Cristiano Cabral, a psychologist at the Centre responsible for monitoring the activities, adds that “the teens are delighted with reading”. According to him, the environment is so pleasant that teenagers feel that time flies by so quickly that they are surprised when reading time is over. Cabral explains that the reading is done on an alternating basis and that a lot of young people are eager for their turn.

The library is part of the Give a Book for a New Story (Dê um livro para uma nova história) project. Ivone Cristina Soares, a technical director for CASE who is involved in the project, says that the unit had room for a library, but books and equipment were missing. Thus, they came up with the idea to find additional resources. Youths were invited to help choose the books that would be purchased, to help encourage their interest in reading.

Online service – The library also has computer access, which allows its users to have online meetings with the Ji-Paraná’s Public Defender’s Office. Public defender Lívia Iglesias is in talks with both teenagers about their legal cases to establish a relationship of trust with them. She points out the importance of holding online meetings with the youth because before the outbreak of the pandemic, she used to visit the Centre once a week.

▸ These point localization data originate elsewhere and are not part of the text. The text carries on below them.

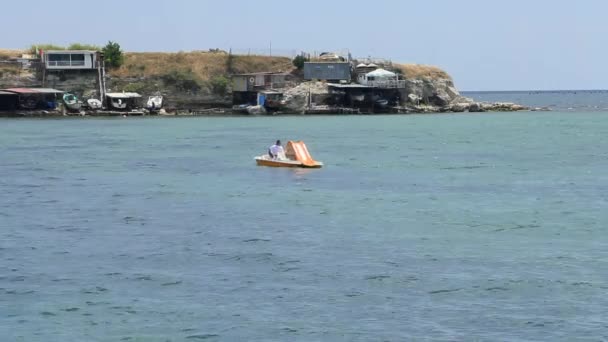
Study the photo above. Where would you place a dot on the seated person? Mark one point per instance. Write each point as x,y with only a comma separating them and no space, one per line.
276,151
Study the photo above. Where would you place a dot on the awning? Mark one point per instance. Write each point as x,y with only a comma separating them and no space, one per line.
381,73
49,91
122,95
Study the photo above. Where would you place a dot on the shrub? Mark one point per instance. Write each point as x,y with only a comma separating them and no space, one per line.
183,80
219,85
299,61
113,55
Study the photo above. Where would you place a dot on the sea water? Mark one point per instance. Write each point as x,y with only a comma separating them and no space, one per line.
446,227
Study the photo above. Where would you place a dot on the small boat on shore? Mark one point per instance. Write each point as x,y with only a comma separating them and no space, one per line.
296,156
72,102
154,102
94,104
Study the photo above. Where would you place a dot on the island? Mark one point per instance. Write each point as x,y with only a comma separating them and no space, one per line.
91,81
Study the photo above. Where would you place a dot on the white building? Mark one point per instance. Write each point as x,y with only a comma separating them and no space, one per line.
381,78
70,60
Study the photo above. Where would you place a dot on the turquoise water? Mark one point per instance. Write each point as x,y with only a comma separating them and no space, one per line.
435,227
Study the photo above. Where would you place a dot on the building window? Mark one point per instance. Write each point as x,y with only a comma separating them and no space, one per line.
77,59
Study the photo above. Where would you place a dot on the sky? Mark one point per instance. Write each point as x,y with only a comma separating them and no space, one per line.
482,44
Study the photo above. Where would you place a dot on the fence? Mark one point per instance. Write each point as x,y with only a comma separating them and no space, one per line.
291,53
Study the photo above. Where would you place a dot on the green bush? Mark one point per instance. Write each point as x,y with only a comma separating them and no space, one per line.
219,85
183,80
113,55
299,61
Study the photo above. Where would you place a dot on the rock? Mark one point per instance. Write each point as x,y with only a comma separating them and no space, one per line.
476,107
414,99
459,107
441,99
255,110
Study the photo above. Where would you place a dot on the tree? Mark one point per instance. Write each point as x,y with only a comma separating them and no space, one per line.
299,61
113,54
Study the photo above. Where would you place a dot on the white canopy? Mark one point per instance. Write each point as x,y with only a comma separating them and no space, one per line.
122,95
381,73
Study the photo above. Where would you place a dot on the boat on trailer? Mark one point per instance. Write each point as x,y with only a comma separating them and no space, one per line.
296,156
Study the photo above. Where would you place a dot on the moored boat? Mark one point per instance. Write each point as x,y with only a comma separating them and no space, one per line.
94,104
154,102
296,156
72,102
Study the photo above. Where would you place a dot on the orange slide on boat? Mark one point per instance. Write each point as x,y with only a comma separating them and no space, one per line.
296,155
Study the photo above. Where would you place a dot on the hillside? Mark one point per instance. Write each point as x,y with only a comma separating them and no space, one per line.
201,65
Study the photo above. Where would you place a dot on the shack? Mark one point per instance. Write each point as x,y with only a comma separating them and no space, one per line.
123,101
246,88
328,71
8,101
70,59
270,99
34,98
381,78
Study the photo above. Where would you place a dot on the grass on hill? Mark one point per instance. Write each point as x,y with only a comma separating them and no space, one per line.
201,65
7,53
416,71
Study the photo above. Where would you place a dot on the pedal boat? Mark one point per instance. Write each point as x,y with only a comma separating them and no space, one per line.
296,156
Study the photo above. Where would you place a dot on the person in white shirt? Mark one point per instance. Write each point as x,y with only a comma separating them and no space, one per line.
276,151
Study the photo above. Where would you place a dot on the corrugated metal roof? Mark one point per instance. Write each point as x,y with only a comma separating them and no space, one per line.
351,85
122,95
21,90
69,51
49,91
33,91
263,73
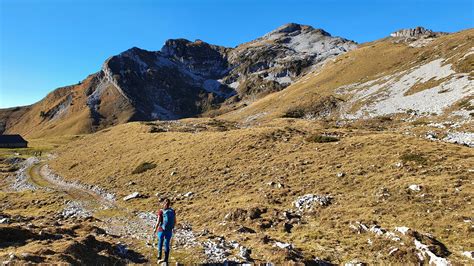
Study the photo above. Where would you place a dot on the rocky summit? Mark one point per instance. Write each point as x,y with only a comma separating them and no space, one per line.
183,79
295,148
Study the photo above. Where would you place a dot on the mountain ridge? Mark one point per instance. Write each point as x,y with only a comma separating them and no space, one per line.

“They want to know a lot of things or just talk,” says Lívia, who has been working with children and teenagers for five years. According to her, the reassurance that technology brings to the teens is remarkable. Young people rate online conversations as “nearly the same” as face-to-face ones.

Uirapuru Project – The library was one of the proposals selected by Uirapuru, a project from the Ministry of Public Labor (MPT) in the states of Rondônia and Acre that works in partnership with the United Nations Office for Project Services (UNOPS). CASE was funded both by the money that the local branch of the MPT collected through fines and brought to life under UNOPS’ technical support in space creation and the purchase of books, furniture, and computers.

Through Uirapuru, the MPT aims to increase the social impact of its actions by promoting projects that contribute to the social well-being of the population under its regional influence. The local MPT’s goals are in alignment with the United Nation’s 2030 Agenda for Sustainable Development. Agenda 2030 is based on 17 global goals that serve as a blueprint to achieve a better and more sustainable future for all.

(*) The interviewees had their names withheld.